A quest'ultimo ambito appartengono i Lambchop, band di alternative country nata a Nashville nella seconda metà degli anni Ottanta ma ancora in pista, 12 album all'attivo, ultimo dei quali «Flotus» (acronimo di «For Love Often Turns Us Still»). Un'opera nella quale resiste la principale tavolozza di colori tipica dello stile dei Lambchop, ma a essa si aggiunge una nuova serie di sfumature e tonalità mai pensate prima. Il nuovo suono combina l'impatto analogico di un uomo che registra in un ambiente intimo con potenti echi originati dai reali suoni della città.

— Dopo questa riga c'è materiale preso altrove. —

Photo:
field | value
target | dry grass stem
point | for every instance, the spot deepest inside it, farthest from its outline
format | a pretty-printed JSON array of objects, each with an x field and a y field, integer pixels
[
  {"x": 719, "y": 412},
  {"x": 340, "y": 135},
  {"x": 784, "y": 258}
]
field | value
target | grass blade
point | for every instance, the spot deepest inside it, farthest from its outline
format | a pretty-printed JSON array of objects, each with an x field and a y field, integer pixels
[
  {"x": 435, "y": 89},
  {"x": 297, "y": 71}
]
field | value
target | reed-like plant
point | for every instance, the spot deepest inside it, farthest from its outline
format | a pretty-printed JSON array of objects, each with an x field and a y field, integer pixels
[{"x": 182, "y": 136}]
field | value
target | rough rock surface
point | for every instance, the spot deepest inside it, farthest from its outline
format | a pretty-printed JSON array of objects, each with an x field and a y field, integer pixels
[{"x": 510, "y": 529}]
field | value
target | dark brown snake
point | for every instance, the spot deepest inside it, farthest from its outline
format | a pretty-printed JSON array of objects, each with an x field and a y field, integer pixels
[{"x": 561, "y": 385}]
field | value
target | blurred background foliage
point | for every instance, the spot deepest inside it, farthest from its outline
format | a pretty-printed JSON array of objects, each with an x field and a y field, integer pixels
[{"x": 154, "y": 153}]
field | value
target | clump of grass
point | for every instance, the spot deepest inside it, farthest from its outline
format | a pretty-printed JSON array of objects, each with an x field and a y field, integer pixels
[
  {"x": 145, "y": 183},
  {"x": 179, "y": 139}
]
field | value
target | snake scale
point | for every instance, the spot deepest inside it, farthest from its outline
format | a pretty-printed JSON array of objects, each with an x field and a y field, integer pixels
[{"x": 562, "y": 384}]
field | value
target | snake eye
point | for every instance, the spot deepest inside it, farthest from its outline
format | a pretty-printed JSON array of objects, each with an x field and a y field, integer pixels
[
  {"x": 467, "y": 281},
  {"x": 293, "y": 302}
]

I nuovi brani sono stati concepiti come un omaggio che Kurt Wagner ha voluto fare alla quotidiana colonna sonora urbana dell'r'n'b, del soul e dell'hip hop che si ascolta in maniera confusa attraverso altoparlanti dei negozi di alimentari e piccoli cellulari.
Proprio questo disco rappresenta la spina dorsale del tour che porterà i Lambchop anche in Italia: il 3 marzo suoneranno all'Hana Bi di Marina di Ravenna, il 4 all'Auditorium del Conservatorio di Avellino e il 5 all'Auditorium Parco della Musica di Roma.

Se vi piacciono le atmosfere lo-fi, c'è un altro gruppo americano, per la precisione californiano, che potrebbe fare al caso vostro: The Black Heart Procession. Artefici di un indie rock meditativo, non privo di suggestioni folk, hanno un repertorio comprendente almeno un album di culto: l'esordio di «1». Lo eseguiranno interamente nelle date in programma al Locomotiv di Bologna (4 marzo), allo Spazio 211 di Torino (5 marzo), all'Urban Live Music di Perugia (6 marzo), all'Init di Roma (7 marzo) e al Circolo Magnolia di Segrate (8 marzo).

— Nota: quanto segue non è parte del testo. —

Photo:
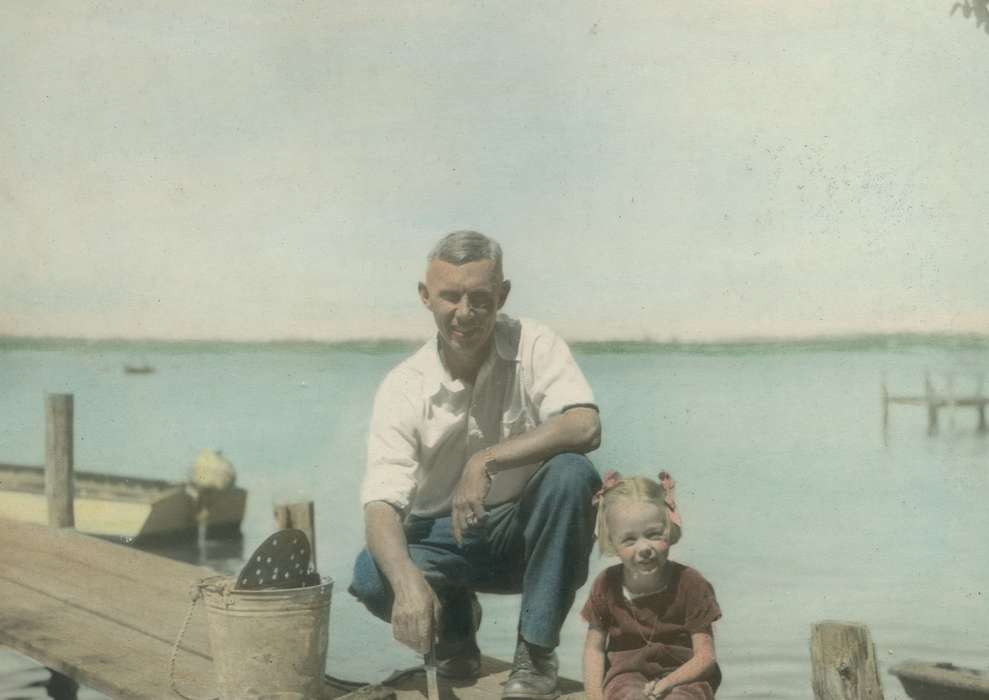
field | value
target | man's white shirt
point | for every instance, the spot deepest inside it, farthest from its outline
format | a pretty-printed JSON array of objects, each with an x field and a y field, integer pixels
[{"x": 426, "y": 425}]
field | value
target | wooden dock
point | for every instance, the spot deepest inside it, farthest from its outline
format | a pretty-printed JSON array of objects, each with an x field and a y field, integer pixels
[
  {"x": 936, "y": 399},
  {"x": 107, "y": 616}
]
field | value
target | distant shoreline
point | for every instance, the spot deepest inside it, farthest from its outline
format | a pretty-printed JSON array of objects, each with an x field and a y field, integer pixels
[{"x": 859, "y": 341}]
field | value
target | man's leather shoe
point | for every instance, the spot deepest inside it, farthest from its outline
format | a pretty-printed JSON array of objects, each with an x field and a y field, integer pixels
[{"x": 534, "y": 674}]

Se siete amanti dell'hard & heavy di ultima generazione, invece, l'appuntamento è per giovedì 9 marzo all'Alcatraz di Milano con gli Asking Alexandria, band metalcore inglese reduce dalla pubblicazione di «The Black», il proprio quarto album in studio.

Nu cumbia, hip hop, latin beats, musica reggae e sonorità caraibiche in scena sabato 4 marzo a Brendola (Vicenza) per la terza serata del Vo' on the Folks 2017.

Protagonista assoluta è La Dame Blanche, al secolo Yaite Ramos, cantante, percussionista e flautista cubana, figlia del grande Jesus Aguaje Ramos, direttore della leggendaria orchestra del Buena Vista Social Club.

In ultimo il jazz che ha per protagonista assoluto John McLaughlin, prodigioso interprete della chitarra semiacustica che da ragazzo stregò un certo Miles Davis che lo volle con sé e gli intitolò persino un movimento di «Bitches Brew». Con il progetto The 4th Dimension (Gary Husband alle tastiere, Etienne Mbappe al basso e Ranjit Barot alla batteria) l'8 marzo sarà impegnato al Blue Note di Milano.